El Portal crosswalk victim still unidentified

Sherriff’s Department continues investigation, contacting victim’s family


George Morin / The Advocate

The crosswalk on El Portal Drive leading up to Contra Costa College was the site of a possible suicide at 5:30 a.m. Wednesday.

By Lorenzo Morotti, Editor-in-Chief

The name of the victim and the circumstances surrounding a suspected suicide in a crosswalk on El Portal Drive early Wednesday morning will not be released until the Contra Costa County Sherriff Coroner’s Department makes contact with the victim’s next of kin, Deputy Chad Pryor said this afternoon.

The incident occurred at approximately 5:30 a.m. Wednesday, San Pablo Police Officer Jeremy Johnson said.

Sgt. Brian Bubar, of the San Pablo PD, was the watch officer on duty when the incident happened at the crosswalk 50 feet from where Castro Street, on the Contra Costa College campus, meets El Portal Drive.
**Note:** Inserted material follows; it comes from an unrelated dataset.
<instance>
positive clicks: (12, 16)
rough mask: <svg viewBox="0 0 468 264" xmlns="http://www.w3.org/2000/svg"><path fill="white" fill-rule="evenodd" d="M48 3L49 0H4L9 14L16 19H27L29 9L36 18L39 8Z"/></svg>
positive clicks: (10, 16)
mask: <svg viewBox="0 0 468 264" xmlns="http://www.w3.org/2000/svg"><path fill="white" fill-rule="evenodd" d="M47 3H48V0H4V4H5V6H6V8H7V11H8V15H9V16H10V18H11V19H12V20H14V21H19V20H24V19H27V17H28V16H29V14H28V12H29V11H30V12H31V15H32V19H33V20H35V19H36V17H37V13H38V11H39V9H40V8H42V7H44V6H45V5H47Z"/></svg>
The crosswalk’s safety lights and audible sensors, meant to protect pedestrians from automobiles, however, were not functioning weeks before the fatal incident and weren’t functioning Wednesdayafternoon when The Advocate checked them.

A cleanup crew began to wash the site of blood with water and cleaning chemicals at 8 a.m. By 8:30 a.m., police and first responders finished cleaning the area and re-opened the crosswalk and El Portal Drive to traffic.

Johnson said Bubar was at the scene of the incident. Bubar said, “What I can tell you is that it was not a homicide.”

District Police Services Chief Charles Gibson said the incident falls under the jurisdiction of the San Pablo Police because it occurred off of the west side of the CCC campus.

San Pablo Chief of Police Lisa G. Rosales said because of the circumstances surrounding a possible suicide, her department is unable to provide any information about the incident at this time out of respect for the victim’s family.

Police Services Lt. Jose Oliveira said any police department is exempt from releasing what would normally be public information when doing so may impede that department’s investigation.

“It’s standard practice involving suicides,” Oliveira said. “Imagine hearing news that a family member may have killed themselves through a media group, instead of an officer contacting the family. (It’s) a more personal way.”